Des taxes pour financer quoi ?
Ces taxes ont notamment pour but de financer la mesure phare du rapport : un "chèque jeune", permettant aux jeunes d'acheter pour 50 euros de musique sur Internet tout en bénéficiant d'une aide publique de 25 euros. Une subvention indirecte de l'Etat estimé par les auteurs à 60 millions d'euros et financée par l'Internet et les télécoms, afin de permettre à l'industrie musicale de retrouver un peu d'air. Selon le rapport, ce chèque pourrait concerner un million de personnes.

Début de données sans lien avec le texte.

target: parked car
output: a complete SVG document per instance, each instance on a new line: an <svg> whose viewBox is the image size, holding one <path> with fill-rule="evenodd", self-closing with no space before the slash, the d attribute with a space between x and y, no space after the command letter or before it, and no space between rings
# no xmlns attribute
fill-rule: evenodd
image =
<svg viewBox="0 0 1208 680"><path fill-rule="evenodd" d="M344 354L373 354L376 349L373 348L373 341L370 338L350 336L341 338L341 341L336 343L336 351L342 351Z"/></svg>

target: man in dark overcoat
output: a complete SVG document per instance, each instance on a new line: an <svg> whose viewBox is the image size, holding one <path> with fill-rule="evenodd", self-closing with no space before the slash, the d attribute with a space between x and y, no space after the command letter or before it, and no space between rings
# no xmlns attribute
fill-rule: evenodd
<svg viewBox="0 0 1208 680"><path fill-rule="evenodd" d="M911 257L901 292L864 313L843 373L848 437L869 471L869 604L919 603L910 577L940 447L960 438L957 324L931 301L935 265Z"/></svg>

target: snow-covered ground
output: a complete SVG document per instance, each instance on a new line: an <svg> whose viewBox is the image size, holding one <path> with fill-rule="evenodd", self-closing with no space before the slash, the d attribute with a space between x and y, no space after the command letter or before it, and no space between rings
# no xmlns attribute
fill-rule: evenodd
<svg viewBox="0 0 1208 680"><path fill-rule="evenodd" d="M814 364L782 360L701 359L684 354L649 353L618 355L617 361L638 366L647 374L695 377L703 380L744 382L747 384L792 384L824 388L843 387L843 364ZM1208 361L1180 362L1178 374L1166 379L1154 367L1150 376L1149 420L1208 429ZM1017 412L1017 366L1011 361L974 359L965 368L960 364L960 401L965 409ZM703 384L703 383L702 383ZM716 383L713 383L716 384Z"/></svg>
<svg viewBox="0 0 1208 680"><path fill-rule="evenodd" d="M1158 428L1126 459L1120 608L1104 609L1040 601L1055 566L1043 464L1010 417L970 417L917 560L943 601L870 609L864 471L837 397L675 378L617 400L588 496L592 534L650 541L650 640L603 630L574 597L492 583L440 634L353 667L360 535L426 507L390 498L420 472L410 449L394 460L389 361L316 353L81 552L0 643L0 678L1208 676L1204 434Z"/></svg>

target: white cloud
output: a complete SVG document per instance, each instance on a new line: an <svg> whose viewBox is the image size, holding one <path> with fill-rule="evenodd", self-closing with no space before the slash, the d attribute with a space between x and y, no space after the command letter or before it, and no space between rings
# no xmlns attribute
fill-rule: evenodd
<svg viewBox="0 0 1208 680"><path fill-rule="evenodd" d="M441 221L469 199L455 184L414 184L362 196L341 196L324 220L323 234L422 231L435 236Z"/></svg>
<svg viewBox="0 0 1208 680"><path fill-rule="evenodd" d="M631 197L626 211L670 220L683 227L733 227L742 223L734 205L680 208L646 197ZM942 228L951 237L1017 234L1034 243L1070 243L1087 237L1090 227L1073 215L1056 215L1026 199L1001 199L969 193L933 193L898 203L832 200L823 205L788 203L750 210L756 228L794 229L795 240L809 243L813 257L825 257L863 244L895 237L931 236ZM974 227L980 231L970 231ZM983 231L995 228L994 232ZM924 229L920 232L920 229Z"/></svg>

Pour développer l'industrie culturelle sur Internet, le rapport Zelnik propose de faire passer les sites de streaming sous le régime de gestion collective des licences dont bénéficient les radios traditionnelles. C'est-à-dire leur permettre de diffuser l'intégralité des catalogues des majors en échange d'un pourcentage de leur chiffre d'affaires. Ce qui éviterait de longues et fastidieuses négociations individuelles avec chaque major, aux sociétés désirant lancer un service d'écoute musicale sur Internet.

Le rapport préconise aussi la création d'une plate-forme unique de distribution de livres numériques à laquelle pourront se connecter les marchands. Ceci afin de mutualiser les coûts de passage au numérique pour les éditeurs. Il propose en outre la mise ne place d'un prix unique pour le livre numérique assorti d'un taux de TVA réduit. Mais le gouvernement aura besoin du feu vert de Bruxelles s'il veut mettre en œuvre cette mesure.